ENHANCEMENT idea - refactor so can be used as a library as well as command line
clach04 opened this issue · comments
clach04 commented
I.e. so import txt2pdf
is an option.
clach04 commented
I'm doing this today (well for the last year or so?) with code like the below:
try:
#raise ImportError
from io import BytesIO as FakeFile # py3
except ImportError:
try:
from cStringIO import StringIO as FakeFile # NOTE only use when not using .write() method - does not support Unicode
except ImportError:
from StringIO import StringIO as FakeFile
import txt2pdf # from https://github.com/baruchel/txt2pdf - NOTE requires https://github.com/baruchel/txt2pdf/pull/25
from txt2pdf import parser, Margins, PDFCreator
....
args = txt2pdf.parser.parse_args([
source_file_name, '--encoding=' + source_encoding,
'--output=' + intermediate_pdf_file_name,
'--media=letter', # default 2cm margins
'--author=Actian', # NOTE this ends up in intermediate pdf file, later stage can/will change this
'--quiet',
'--tab-size=4',
#'--font=\\Downloads\\courier-prime-code\\ttf\\CourierPrimeCode-FF.ttf', #
#'--font=\\Downloads\\courier-prime-code\\ttf\\CourierPrimeCode-symbol-Form-Feed.ttf', #
#'--break-on-blanks', # THIS DOES NOT WORK - proven with EA 2.1 code - I'm not convinced NOT using this works properly, looks like the logic for page-break support and --minimum-page-length is mixed up (and I don't think it works correctly)
#break blanks also not working. TODO prefix input text file with line numbers and visually inspeact with both options
#setting breakonly emmits 17 pages!?
#'--break-on-blanks', # do not force a page break on form-feed character ## DEBUG getting 17 pages not 2976 for EA 2.1 code!?
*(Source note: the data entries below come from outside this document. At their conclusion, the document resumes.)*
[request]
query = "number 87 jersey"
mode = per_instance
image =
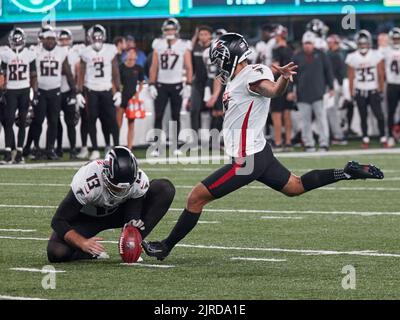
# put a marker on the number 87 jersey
(98, 76)
(170, 60)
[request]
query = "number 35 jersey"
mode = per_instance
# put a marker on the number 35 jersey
(170, 60)
(49, 67)
(366, 69)
(98, 75)
(17, 66)
(89, 189)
# '--minimum-page-length' defaults to 10
#u'--tab-replacement=\N{RIGHT-POINTING DOUBLE ANGLE QUOTATION MARK}', # DEBUG
#u'--tab-replacement=\N{RIGHTWARDS ARROW}', # DEBUG # requires https://github.com/baruchel/txt2pdf/pull/27
])
# TODO title
if intermediate_pdf_file_name == ':memory:':
# special case, don't write to filesystem
pdf_file_object = FakeFile()
args.output = pdf_file_object
print('Reading plain text file %s, using encoding %s' % (source_file_name, source_encoding))
print('Generating PDF of all pages, %s' % intermediate_pdf_file_name)
pdf_creator = PDFCreator(args, Margins(
args.margin_right,
args.margin_left,
args.margin_top,
args.margin_bottom))
# hard coded character replacement, could instead use command line flags and a filename
# NOTE requires https://github.com/baruchel/txt2pdf/pull/29
pdf_creator.character_replacement = {
"12": "" # form-feed/0x0c/\f replaced with empty string (i.e. remove form-feeds)
}
try:
pdf_creator.generate()
except ......
I cheat slightly and make use of the argument parsing in txt2pdf already to feed that into PDFCreator().